To say that things at PRA International have been in flux of late would be an understatement.
Last September, the publicly traded contract research organization (CRO) moved its headquarters from Reston, Virginia, to Raleigh, North Carolina. Two months later, the three-decade-old company was bought by private equity firm Genstar Capital for $797 million. Its last day as a NASDAQ company was Dec. 13.
A Good Thing
Despite the apparent turbulence, David Dockhorn, the company’s executive vice president of product registration in the Americas, says PRA is in essence returning to its roots. PRA was only public for three years. Before that, it was a private company owned by, well, Genstar.
And the buy-back is a good thing, says Dockhorn. “It will allow us to focus on some more longer term growth strategies,” he explains. “We’re going to be able to focus on some more process re-engineering, making sure we’re dong things more and more efficiently—not so much focused on the quarter-to-quarter public perception that we’ve got out there. This allows us to build and grow and organize in a methodical fashion.”
No Ivory Tower
Why relocate, though? Dockhorn says that just made sense, too. The company had no other operations in Northern Virginia other than its headquarters. In Raleigh, though, PRA has a full-service operations facility.
“It allows executive management to have their finger on the pulse of operations, and not have so much of an ivory-tower view of operations,” says Dockhorn.
Revenue Up, Income Down
Despite all the changes, PRA had decent financial results in 2007. Dockhorn says it had significant year-over-year growth. The company’s last public earnings statement indicated that service revenue increased 23.1 percent to $271.9 million for the first nine months of 2007 (ending Sept. 30).

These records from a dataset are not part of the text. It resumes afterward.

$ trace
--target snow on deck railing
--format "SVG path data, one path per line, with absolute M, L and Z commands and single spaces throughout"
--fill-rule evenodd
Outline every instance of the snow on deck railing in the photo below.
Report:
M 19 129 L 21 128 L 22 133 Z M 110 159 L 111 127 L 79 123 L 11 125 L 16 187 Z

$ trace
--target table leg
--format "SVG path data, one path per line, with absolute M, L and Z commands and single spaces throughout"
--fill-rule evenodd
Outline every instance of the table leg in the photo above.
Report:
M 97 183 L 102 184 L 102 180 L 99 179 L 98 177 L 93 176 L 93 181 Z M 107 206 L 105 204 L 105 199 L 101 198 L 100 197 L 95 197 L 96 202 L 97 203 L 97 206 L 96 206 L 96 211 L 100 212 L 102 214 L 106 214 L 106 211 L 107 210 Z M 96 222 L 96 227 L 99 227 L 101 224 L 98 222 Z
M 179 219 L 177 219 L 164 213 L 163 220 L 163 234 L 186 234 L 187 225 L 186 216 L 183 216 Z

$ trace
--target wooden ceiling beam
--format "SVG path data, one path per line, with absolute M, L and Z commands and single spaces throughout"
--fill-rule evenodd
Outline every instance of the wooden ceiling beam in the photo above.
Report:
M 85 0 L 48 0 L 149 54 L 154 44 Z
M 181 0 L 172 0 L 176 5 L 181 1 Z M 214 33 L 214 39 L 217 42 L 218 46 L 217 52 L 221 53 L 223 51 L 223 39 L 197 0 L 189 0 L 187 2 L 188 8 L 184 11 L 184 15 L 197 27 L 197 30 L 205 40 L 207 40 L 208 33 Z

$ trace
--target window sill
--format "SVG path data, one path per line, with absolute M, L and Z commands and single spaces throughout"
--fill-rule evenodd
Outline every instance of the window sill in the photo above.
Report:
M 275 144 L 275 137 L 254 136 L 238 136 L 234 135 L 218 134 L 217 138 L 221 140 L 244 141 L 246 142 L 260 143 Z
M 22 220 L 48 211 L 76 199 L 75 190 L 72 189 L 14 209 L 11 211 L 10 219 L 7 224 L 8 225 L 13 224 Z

Profits were down, though: income from operations in the first nine months of 2007 was $14.3 million compared to $26.6 million the previous year. The good news, though? New business increased 25 percent to $479.1 million.
Turnover Reduced
In addition, the company was able to reduce employee turnover—a persistent industry bugaboo—by about 10 percent, says Dockhorn. To do that, it has had to rework its culture a bit.
“We got rid of a lot of processes and procedures and that allowed us to free people up to enjoy their jobs,” he says. “We eliminated a lot of standard operating procedures (SOP) that required our staff to handle a lot of minutia that didn’t make sense. They’re happier now.”
Ancient History
PRA, which had traded as PRAI, began as a tiny operation in the home of a University of Virginia researcher in the late 1970s. The small, data management-focused CRO was initially named the Anti-Inflammatory Drug Study Group (AIDS Group), as it was expected to just pick up work from rheumatology-oriented studies. When more varied work started flooding in, and when the acronym AIDS took on a different meaning, the two co-founders changed the name to Pharmaceutical Research Associates.

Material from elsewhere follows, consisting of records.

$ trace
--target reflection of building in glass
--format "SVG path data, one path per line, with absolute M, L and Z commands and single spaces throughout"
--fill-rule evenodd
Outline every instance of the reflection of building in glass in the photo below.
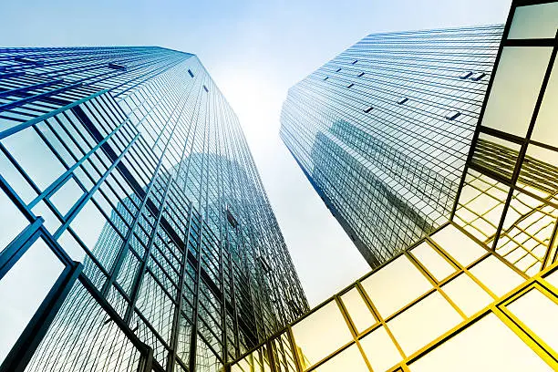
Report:
M 281 137 L 371 266 L 450 219 L 502 27 L 370 35 L 290 89 Z
M 36 250 L 66 267 L 0 336 L 5 370 L 218 371 L 307 310 L 238 120 L 195 56 L 2 49 L 0 122 L 0 224 L 23 221 L 0 240 L 0 294 Z
M 558 2 L 506 30 L 451 221 L 232 372 L 558 370 Z

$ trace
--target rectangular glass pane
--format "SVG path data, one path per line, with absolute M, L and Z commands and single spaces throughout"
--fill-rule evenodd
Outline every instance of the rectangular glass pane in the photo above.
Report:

The company went full service in 1991, the same year it opened its first office in Europe. Five years later, it began getting aggressive with acquisitions.
Aggressive Gobbling
Between 1996 and 2002, it gobbled up the Kansas-based CRO International Medical and Technical Consultants (where Dockhorn previously worked); Valorum, a CRO in the UK; Arcam, a Paris-based CRO; Staticon International, a CRO in Madrid; and CroMedica, a central nervous system (CNS)-focused CRO in Canada.
On the heels of all that acquiring, PRA went public in 2004 and continued acquiring (Pharma Bio-Research, a lab in the Netherlands; and Pharmacon, a Berlin-based CRO).
Even Split
Currently, PRA has 3,200 employees working on about 500 trials at any given time. Clients range from big pharma to biotechs, split about evenly, says Dockhorn.

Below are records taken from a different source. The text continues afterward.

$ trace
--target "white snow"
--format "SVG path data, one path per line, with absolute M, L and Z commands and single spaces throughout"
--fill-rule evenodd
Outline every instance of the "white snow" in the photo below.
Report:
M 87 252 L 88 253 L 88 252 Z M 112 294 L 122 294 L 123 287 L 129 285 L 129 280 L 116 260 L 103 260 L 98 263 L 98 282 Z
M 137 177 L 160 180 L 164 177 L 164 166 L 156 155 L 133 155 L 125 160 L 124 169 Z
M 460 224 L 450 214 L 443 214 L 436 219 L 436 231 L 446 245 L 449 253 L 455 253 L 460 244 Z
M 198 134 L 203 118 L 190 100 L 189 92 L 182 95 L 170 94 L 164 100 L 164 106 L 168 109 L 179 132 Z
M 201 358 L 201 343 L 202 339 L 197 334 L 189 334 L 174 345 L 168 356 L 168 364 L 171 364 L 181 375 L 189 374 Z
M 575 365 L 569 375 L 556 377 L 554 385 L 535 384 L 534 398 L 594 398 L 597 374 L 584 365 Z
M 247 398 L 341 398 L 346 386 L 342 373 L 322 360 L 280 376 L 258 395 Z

U.S. offices are in Raleigh, N.C.; Charlottesville, Va.; Horsham, Pa., Austin, Texas; Lenexa, Kansas; and San Diego. Internationally, PRA has offices in Victoria, BC, Canada; Buenos Aires, Argentina; Sao Paulo, Brazil; Mechelen, Belgium; Mannheim, Germany; Paris, France; Budapest, Hungary; Madrid, Spain; Warsaw, Poland, Moscow, Russia; and three locations in the Netherlands.
Early Development Focus
Growth, says Dockhorn, is fastest these days in early development work as well as Phase III. PRA has more recently focused its sales on getting more early development work, he says.
Therapeutic areas where the company has been strong are oncology, allergy/respiratory and CNS. Going forward, says Dockhorn, PRA will be placing more emphasis on infectious diseases, as it’s a promising area.